All this was closely tied to activities by the McDonnells. In one case, the Governor emailed his staff about Anatabloc just minutes after talking to Williams about his request for a loan. In another, the McDonnells insisted that Williams attend a reception for Virginia healthcare leaders, over the objection of the state employees who arranged the event. And in yet another, the Governor attended a meeting about the state’s employee health care plan, pulled out at bottle of Anatabloc and said he thought it would be good for state employees.
Reading all of this, the quid is pretty clear. All told, Williams loaned the McDonnells $145,000 and gave them almost $50,000 in gifts. (All those gifts and loans were legal under Virginia law). The issue now before the Court, and the one that seems to have so flummoxed Barbour et al, is what was the quo, bearing in mind that federal corruption and extortion laws require “official acts.”
To hear McDonnell’s side of the story in his cert petition, his individually identifiable acts in this whole unseemly tale were mild. All he did, he protests, was five measly things: a few meetings, a few emails. Just “routine political courtesies.” Nothing to look at here folks.

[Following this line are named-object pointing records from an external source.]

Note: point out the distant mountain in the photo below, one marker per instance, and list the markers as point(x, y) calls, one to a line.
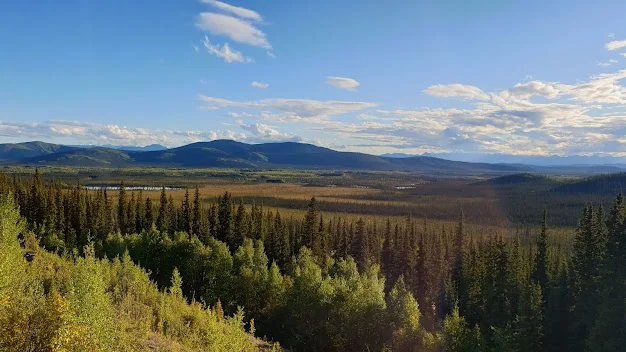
point(231, 154)
point(97, 156)
point(607, 184)
point(518, 179)
point(537, 160)
point(130, 148)
point(398, 155)
point(17, 151)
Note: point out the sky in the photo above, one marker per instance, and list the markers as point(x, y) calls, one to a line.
point(530, 78)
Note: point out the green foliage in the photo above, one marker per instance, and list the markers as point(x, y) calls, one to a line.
point(87, 304)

But the jury got to look at all the facts and all the acts undertaken by the McDonnells and Williams. And what they saw was a constant give and take of money for favors—favors that only had meaning and value to Williams because of the Governor’s power. Moreover, it is abundantly evident that the end goal of the scheme between Virginia’s first family and Williams was a series of government-sponsored studies, and that, my friends, is an official act.
As the law holds, and as the Solicitor General’s office pointed out in its brief opposing cert, “the government only had to establish that petitioner’s agreement with Williams carried `an expectation that some type of official action would be taken.’”
So let me help poor Haley Barbour with some good advice while he awaits the Court’s guidance. If you find yourself in the middle of a multi-year, six-figure loans, gifts, and perks exchange with a politician that involves Ferraris, Rolexes, and de la Renta jackets in pursuit of a specific government action: stop. Actually, stop even if no Ferraris, Rolexes, or designer clothes are involved. In the meantime, feel free to ask the White House for tickets to the Easter egg roll.
The views expressed are the author’s own and not necessarily those of the Brennan Center for Justice.